O Irã é rico em tesouros da antiguidade. Quando Trump articulou sua ameaça, o que me veio à mente foi a cidade pré-islâmica de Persépolis, capital da Pérsia dos Aquemênidas, com suas ruínas colossais de colunas e estátuas de touros barbados. Perto de Persépolis há o túmulo de Ciro, construído no século 6 a.C., contendo os restos mortais de um governante que conquistou a maior parte da Ásia ocidental.

As obras-primas islâmicas incluem a belíssima mesquista do xeque Lotfallah, em Isfahan, construída no tempo dos safávidas, e a Mesquita Cor-de-Rosa de Xiraz, cujos vitrais enchem o recinto de cores. E nenhuma lista de sítios culturais iranianos importantes pode deixar de incluir criações modernas como o Mausoléu de Avicena, em Hamadan, dedicada ao maior polímata da Idade de Ouro islâmica.

Diretores de museus como o Metropolitan Museum of Art, em Nova York, e o museu Victoria & Albert, em Londres, repudiaram as palavras de Trump. “Ameaçar sítios culturais iranianos seria reduzir os valores ocidentais aos dos fanáticos do Estado Islâmico”, disse Thomas P. Campbell, diretor dos Museus de Belas Artes de San Francisco.

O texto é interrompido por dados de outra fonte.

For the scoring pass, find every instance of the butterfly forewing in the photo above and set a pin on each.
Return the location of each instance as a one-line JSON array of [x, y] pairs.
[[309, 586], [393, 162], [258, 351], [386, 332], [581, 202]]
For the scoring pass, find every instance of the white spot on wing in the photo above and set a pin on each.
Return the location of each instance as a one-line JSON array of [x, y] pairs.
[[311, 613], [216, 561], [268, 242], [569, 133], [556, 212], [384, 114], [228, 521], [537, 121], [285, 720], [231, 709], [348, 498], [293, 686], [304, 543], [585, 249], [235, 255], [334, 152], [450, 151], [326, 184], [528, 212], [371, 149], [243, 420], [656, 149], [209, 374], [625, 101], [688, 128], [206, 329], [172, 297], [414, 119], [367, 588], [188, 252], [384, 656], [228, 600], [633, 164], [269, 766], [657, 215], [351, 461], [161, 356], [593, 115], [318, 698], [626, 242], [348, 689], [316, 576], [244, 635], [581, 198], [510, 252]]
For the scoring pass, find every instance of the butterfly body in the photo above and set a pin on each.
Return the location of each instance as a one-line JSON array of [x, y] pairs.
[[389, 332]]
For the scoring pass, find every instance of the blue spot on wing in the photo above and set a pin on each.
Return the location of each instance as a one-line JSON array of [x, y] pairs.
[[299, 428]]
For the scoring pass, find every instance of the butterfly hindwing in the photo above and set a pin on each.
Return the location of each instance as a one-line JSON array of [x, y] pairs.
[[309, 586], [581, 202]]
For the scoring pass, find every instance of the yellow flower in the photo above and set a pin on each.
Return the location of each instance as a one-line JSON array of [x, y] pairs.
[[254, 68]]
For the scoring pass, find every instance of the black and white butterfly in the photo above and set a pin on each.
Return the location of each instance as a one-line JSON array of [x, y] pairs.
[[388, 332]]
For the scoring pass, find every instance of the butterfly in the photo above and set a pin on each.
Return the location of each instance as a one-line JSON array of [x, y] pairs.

Eu diria mais: não são os valores “ocidentais”, mas os globais que são aviltados com ameaças como essas, e o que corre perigo não é apenas a cultura iraniana, mas a cultura mundial. Entretanto, enquanto os secretários de Defesa e de Estado insistem que as leis precisam ser respeitadas, Trump lamenta o fato de que “eles” podem fazer o mal, mas “nós” não podemos. Ele próprio já expressou claramente que valores de qualquer tipo não são o que está em questão.

Enquanto eu ponderava as ameaças de Trump, me lembrei de um romance: “À Espera dos Bárbaros”, alegoria enxuta que o escritor sul-africano J.M. Coetzee lançou em 1980, durante os anos do apartheid. É a história de uma operação militar lançada por um império envelhecido e temeroso. No livro de Coetzee, os verdadeiros bárbaros não são os insurgentes –são os homens que estão no poder.

“Não teremos aprendido nada, até o final”, diz o narrador no final. “No íntimo de todos nós parece haver algo granítico e ao qual é impossível ensinar qualquer coisa.”

Um bárbaro é alguém que olha para a cultura e não enxerga nenhuma beleza. Um bárbaro olha para uma mesquita ou uma mamoa e sonha apenas em provocar dor.